Odd as it may appear, the primary purpose of a historical novel may not always be the primary purpose of its author nor the only reason readers choose that genre. Many multi-tasking readers turn to fiction not only for entertainment but also for information.
There seems to be a huge gender gap here at least in readers of my generation and older living in Leicestershire. (I am speaking now from 18 years experience as a WRVS volunteer delivering books to housebound readers.) Male readers who want historical information ask me to bring them non-fiction books only, women ask primarily for novels or memoirs. When speaking to volunteers in other parts of the country, I find their experiences experience are similar although of course there are always individuals who break the stereotype.

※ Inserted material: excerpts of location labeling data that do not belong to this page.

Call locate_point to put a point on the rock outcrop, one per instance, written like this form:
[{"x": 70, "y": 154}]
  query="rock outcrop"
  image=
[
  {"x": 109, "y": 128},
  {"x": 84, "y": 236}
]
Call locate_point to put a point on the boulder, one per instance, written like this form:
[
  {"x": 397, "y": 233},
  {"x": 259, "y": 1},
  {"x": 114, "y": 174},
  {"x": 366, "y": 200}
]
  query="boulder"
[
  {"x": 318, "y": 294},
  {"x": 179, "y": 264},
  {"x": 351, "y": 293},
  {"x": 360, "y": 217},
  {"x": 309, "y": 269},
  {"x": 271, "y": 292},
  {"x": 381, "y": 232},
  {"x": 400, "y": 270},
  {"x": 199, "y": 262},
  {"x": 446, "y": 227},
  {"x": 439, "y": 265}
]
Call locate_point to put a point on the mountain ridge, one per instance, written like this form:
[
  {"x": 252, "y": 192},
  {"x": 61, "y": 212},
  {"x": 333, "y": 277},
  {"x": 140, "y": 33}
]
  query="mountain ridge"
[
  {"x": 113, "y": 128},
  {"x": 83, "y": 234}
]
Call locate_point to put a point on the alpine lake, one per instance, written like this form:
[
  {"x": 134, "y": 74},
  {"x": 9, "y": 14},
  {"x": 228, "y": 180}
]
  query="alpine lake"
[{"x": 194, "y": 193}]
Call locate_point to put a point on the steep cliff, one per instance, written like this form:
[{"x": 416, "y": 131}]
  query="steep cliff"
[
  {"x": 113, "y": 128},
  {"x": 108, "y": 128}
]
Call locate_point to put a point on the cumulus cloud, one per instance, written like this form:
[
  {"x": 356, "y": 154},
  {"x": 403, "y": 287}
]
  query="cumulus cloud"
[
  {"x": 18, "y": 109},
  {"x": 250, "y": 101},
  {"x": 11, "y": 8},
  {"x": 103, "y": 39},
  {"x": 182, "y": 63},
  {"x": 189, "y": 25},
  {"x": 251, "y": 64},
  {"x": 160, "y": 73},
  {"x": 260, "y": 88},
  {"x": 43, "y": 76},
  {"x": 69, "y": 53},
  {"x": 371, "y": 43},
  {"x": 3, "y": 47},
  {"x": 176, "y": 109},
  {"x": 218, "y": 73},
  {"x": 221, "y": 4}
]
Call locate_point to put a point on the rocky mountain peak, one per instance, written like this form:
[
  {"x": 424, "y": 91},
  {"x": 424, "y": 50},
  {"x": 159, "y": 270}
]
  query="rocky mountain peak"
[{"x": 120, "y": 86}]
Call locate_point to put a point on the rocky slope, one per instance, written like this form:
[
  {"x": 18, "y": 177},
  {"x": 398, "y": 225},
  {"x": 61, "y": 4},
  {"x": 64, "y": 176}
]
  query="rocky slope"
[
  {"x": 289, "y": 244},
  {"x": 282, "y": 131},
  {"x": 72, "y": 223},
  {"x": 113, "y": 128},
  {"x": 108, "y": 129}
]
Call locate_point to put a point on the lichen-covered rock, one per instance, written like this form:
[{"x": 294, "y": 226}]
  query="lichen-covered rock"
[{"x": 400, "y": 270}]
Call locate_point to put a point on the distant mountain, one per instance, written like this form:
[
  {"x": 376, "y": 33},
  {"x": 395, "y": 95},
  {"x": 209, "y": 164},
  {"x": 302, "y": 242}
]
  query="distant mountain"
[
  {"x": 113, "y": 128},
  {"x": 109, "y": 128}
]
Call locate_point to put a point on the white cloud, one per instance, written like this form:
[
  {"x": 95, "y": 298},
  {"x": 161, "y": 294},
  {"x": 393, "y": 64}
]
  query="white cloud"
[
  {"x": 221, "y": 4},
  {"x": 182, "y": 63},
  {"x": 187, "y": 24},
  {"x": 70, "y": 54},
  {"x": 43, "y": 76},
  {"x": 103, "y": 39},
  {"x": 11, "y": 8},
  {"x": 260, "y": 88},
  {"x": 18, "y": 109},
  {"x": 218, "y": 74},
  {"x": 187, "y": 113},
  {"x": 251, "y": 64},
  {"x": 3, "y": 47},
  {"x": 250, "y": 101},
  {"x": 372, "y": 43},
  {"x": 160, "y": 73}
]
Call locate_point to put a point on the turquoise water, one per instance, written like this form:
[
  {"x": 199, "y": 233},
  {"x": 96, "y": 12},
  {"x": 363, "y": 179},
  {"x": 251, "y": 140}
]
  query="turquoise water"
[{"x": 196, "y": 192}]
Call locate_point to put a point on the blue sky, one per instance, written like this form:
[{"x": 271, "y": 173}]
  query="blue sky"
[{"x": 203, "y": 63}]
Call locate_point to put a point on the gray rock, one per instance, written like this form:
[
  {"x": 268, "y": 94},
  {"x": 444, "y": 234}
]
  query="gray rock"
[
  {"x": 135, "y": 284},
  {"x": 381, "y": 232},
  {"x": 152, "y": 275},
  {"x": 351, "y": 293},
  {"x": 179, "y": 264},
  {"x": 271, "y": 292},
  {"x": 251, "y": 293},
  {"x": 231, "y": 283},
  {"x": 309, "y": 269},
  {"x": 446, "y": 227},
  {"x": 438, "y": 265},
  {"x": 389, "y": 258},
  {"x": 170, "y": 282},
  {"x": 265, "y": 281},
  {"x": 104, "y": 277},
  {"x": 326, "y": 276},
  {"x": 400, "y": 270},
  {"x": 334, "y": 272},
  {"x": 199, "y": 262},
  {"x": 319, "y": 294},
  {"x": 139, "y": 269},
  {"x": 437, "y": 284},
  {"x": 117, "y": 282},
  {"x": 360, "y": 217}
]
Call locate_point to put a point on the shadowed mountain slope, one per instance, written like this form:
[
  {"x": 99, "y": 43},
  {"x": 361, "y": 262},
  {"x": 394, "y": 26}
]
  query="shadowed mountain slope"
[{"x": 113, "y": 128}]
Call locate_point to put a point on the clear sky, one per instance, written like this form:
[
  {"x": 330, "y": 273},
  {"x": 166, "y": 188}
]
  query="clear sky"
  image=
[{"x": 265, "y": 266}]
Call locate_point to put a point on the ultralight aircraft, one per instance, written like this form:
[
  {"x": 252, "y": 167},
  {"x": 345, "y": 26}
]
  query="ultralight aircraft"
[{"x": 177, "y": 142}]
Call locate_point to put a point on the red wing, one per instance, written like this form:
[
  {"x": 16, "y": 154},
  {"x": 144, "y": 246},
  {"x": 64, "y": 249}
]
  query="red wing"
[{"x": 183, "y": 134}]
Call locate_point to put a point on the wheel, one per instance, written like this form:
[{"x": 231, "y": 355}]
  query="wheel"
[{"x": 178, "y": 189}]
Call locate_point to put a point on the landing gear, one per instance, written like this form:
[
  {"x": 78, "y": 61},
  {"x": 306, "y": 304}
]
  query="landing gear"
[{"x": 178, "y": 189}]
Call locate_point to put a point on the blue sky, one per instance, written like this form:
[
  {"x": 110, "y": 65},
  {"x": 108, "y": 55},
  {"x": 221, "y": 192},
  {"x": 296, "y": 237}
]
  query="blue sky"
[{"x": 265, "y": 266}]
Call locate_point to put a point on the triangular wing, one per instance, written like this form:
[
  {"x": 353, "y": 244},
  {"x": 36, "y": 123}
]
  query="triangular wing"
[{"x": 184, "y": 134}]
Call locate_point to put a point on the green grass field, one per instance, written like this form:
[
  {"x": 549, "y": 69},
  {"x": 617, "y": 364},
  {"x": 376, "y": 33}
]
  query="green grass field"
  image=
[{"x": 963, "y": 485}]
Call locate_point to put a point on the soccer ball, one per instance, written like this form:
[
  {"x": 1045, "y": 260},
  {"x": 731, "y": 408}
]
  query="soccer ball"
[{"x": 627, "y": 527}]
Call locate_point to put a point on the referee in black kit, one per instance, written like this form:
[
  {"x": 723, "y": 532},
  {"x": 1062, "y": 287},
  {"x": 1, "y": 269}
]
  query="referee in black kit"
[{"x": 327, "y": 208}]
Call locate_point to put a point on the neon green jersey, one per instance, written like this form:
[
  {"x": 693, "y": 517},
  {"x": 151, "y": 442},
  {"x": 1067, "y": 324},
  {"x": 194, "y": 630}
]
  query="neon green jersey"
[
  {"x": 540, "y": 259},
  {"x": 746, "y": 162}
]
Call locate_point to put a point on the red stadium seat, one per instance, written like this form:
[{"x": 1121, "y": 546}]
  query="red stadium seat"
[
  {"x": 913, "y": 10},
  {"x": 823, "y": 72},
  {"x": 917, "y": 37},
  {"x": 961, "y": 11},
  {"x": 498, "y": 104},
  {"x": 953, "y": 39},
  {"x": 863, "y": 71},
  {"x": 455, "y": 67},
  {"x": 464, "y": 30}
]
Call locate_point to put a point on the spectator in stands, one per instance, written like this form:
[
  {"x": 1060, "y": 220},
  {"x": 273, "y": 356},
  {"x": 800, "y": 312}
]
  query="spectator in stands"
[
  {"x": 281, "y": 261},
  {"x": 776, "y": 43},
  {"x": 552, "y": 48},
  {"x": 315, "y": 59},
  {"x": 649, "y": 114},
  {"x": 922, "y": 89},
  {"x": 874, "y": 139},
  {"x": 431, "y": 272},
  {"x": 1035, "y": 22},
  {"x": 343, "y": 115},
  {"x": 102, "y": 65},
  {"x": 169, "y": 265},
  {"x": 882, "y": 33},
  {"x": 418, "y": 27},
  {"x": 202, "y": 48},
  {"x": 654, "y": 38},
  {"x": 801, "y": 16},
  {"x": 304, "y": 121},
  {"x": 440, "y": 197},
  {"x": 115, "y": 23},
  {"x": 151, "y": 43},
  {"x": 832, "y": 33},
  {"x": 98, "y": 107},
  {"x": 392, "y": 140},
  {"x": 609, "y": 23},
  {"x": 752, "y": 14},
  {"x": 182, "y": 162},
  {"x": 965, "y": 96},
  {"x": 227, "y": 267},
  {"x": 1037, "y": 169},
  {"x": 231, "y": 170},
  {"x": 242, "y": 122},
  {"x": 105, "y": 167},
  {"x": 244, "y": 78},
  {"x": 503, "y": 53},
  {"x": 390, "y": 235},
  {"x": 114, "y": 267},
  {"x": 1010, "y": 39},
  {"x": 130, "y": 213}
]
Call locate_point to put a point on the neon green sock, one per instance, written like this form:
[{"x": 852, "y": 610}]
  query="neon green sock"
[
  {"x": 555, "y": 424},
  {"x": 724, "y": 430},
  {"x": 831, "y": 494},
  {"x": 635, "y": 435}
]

When it comes to the younger generation, many young men I talk to in Leicestershire, (apart from those on English courses at uni!) claim to read only nonfiction and that very sparingly. They say they can’t see the point in non-interactive fiction - they would rather play computer games. On the other hand young women I talk to read many more books with most of their reading being fiction or memoirs. They claim they learn a great deal from reading fiction but they also spend much of their leisure time watching soap operas. When you think of it the Archers, Casualty, Peak District originated as megaphones for public service announcements.
If many women are reading historical fiction for information as well as entertainment then authors have a duty to deliver historical fiction accurately, delicately weaving fictional weft between a warp of known historical facts. That means historical fiction writers have a duty to research primary sources in detail.
This is even more imperative where historical narrative underlies burning current issues. The most harm a novel, set say in 15th century England depicting Richard 3rd either as a villain or a hero, can do is to cause the proponent of an opposing view to burst a blood vessel.
In periods coming under the term historical, in publishing terms, but where many people living then are still alivel; and in locations were historical narrative underlies burning issues, there is far more at stake.
I have often found in these controversial areas most historical literature published in English have dates and events so skewed as to falsify cause and Frankly it is nothing more than propaganda.
One difficulty researching the particur period and location area I write in, where contemporary events were censored in both local and British papers under emergency regulations, is that it is impossible for hurried writing to be accurate. Only this week, for instance, after four years of research into the early thirties in the city of Haifa, I discovered major facts that made nonsense of many of my assumptions I made when writing my current novel. I owe it to the reader to be accurate and will have to rewrite.
Readers also often start reading with false assumptions that make it difficult for them to get into a book unless the author addresses the issues gently.
This is another area where I find membership of Leicester Writers club, with its cross-section of readers extremely helpful in discovering common assumptions held by the British public and gives me the opportunity to alter my writing so I can set scenes to open up vistas without sounding didactic.